The Ford Nucleon, the nuclear car of the time, promised clean and safe energy, in addition to reducing noise compared to a gasoline engine. Speaking of gasoline, this would not be necessary and instead it would only be necessary to change the uranium core from time to time, to be more exact, every 5,000 miles, as estimated by Ford engineers at the time. In other words, pure and simple autonomy.
The configuration of the reactor inside the car was essentially similar to what has been implemented in nuclear submarines, but everything was much smaller, on the scale of the size of a conventional car. By means of uranium fission, the aim was to heat a steam generator that pushed a set of turbines under pressure, which were in charge of moving the car and would also generate electricity thanks to an electric generator. Finally, the steam would be cooled, condensed again in water and the whole process would start again from zeroes.
If we see the photographs of the car in its model version, we see that it seems taken from some science fiction novel and in it four main aspects are highlighted:
1. The front seats cabin: It is the first thing that stands out of the nuclear car, its specially advanced cabin even ahead of the front axle of the car. The reason? A few. On the one hand, you have to make room for the huge nuclear reactor placed at the rear of the vehicle, which was compensated by placing the passenger cabin ahead. On the other hand, passengers had to be kept as far away from the radioactive uranium nucleus as much as possible.

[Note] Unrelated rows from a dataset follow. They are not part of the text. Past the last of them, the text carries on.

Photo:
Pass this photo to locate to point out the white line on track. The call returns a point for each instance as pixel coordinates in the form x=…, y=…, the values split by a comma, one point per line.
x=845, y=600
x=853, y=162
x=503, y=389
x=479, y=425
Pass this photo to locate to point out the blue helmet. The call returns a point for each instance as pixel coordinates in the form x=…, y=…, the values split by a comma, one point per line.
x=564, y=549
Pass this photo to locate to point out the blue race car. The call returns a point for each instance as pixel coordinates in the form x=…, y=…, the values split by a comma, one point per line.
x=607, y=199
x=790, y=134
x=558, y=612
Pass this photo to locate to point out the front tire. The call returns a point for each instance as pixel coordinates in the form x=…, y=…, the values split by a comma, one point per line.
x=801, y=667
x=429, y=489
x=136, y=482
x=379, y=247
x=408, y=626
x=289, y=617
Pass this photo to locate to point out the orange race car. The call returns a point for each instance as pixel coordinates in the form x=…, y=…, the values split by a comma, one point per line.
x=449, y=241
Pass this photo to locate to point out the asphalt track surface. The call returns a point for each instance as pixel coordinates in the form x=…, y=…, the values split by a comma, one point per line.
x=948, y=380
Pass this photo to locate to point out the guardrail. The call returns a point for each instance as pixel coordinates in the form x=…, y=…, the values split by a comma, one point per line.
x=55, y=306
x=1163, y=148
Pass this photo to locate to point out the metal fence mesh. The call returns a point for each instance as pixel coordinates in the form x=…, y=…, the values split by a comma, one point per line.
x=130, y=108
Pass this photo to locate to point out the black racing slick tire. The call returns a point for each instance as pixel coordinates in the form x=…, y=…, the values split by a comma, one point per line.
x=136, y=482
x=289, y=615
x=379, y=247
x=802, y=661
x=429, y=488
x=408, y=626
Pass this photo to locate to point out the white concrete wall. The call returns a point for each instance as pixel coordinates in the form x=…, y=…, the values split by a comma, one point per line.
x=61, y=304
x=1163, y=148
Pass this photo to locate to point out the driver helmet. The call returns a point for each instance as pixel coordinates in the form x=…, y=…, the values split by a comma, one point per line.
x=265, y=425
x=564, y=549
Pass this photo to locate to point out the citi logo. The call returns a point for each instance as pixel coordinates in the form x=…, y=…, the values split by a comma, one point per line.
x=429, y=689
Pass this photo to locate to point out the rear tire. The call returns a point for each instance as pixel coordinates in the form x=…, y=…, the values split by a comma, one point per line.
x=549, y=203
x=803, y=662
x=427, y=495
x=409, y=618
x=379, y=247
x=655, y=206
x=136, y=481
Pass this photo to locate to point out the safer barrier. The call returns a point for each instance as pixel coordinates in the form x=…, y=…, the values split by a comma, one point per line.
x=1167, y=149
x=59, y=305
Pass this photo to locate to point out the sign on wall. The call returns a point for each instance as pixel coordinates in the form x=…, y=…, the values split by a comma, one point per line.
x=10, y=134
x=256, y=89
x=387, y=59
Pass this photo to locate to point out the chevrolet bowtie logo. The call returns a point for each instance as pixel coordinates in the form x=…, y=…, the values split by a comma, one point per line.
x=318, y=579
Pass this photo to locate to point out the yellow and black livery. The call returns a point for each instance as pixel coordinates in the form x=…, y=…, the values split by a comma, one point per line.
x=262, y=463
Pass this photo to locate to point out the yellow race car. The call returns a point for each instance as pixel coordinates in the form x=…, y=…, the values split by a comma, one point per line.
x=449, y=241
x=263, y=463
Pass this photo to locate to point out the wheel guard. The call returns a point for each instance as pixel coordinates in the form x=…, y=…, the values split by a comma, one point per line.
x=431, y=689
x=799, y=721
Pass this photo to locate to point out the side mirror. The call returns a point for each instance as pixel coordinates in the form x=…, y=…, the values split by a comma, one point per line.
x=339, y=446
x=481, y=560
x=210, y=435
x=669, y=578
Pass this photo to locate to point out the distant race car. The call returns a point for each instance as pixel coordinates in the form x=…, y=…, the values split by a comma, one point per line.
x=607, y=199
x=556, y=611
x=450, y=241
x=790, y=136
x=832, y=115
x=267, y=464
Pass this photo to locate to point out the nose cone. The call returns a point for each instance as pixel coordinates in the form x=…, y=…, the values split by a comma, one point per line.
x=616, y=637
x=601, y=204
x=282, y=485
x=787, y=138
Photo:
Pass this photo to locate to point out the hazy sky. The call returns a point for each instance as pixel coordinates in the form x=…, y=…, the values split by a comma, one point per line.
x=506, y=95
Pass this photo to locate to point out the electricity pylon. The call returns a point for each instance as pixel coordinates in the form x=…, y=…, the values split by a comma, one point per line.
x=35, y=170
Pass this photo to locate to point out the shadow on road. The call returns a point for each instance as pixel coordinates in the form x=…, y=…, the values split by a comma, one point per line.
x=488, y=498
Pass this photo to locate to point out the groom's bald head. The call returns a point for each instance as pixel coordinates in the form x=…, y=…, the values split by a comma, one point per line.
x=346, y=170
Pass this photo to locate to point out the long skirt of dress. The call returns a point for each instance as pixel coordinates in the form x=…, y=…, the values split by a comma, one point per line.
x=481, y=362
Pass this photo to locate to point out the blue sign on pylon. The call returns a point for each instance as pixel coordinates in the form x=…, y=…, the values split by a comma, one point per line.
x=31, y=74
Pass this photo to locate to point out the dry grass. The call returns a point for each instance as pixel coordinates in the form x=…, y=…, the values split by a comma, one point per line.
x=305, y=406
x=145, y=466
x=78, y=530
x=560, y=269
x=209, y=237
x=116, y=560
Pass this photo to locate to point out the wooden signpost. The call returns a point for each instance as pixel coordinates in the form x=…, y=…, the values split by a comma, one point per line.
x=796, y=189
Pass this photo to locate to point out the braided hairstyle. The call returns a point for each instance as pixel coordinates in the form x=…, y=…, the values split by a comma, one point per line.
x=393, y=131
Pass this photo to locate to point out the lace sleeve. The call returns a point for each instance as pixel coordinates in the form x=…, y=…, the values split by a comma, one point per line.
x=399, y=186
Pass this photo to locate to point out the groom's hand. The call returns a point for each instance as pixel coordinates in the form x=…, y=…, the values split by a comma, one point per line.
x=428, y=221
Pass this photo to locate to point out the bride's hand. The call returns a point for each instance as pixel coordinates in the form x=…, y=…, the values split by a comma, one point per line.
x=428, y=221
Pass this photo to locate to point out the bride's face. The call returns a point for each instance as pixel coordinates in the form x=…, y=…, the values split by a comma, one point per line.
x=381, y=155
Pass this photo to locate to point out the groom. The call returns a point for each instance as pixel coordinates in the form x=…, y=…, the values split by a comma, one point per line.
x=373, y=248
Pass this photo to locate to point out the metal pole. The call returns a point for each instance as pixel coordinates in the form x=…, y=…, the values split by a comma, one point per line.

2. The huge windscreen that combined directly with the front windows of the nuclear car left many doubts as to where the doors were located.
3. The air intakes: There are several in the front of the car and also on the sides that would serve, perhaps, to better cool the steam produced by the miniature nuclear reactor.
4. The rear spoilers: Probably more for aesthetics than for aerodynamics, but they certainly gave the car a futuristic look that no other model of the time had.
Optimism and ingenuity
Perhaps the best thing about the Ford Nucleon is that it allowed us to see in perspective the optimism we had as a society about nuclear energy seventy years ago. Optimism and at the same time ingenuity since the real danger of carrying a nuclear reactor in a car, capable of causing a radioactive disaster at any time, was not known.
Now, why didn’t the Ford Nucleon become a reality? Ford depended on progress in the development of small nuclear reactors (we are only seeing them to some extent today), and that was something they were not going to take care of. They also needed very lightweight materials to shield the core, and that was a technology that was not advanced at the time.
Based on all of the above, Ford realized that putting a nuclear reactor in a car was virtually impossible with existing technology. On the other hand, more and more concerns began to arise about nuclear energy, its environmental impact and the dangers of radioactivity.
In perspective, we can only imagine what would have happened to cities filled with hundreds of thousands of small nuclear car reactors moving through the streets and crashing into each other as has always been the case with conventional cars. Surely the whole world would have become a complete ‘Chernobyl‘ or ‘Fukushima‘ by now and people would have 5 eyes, 4 arms and 3 heads.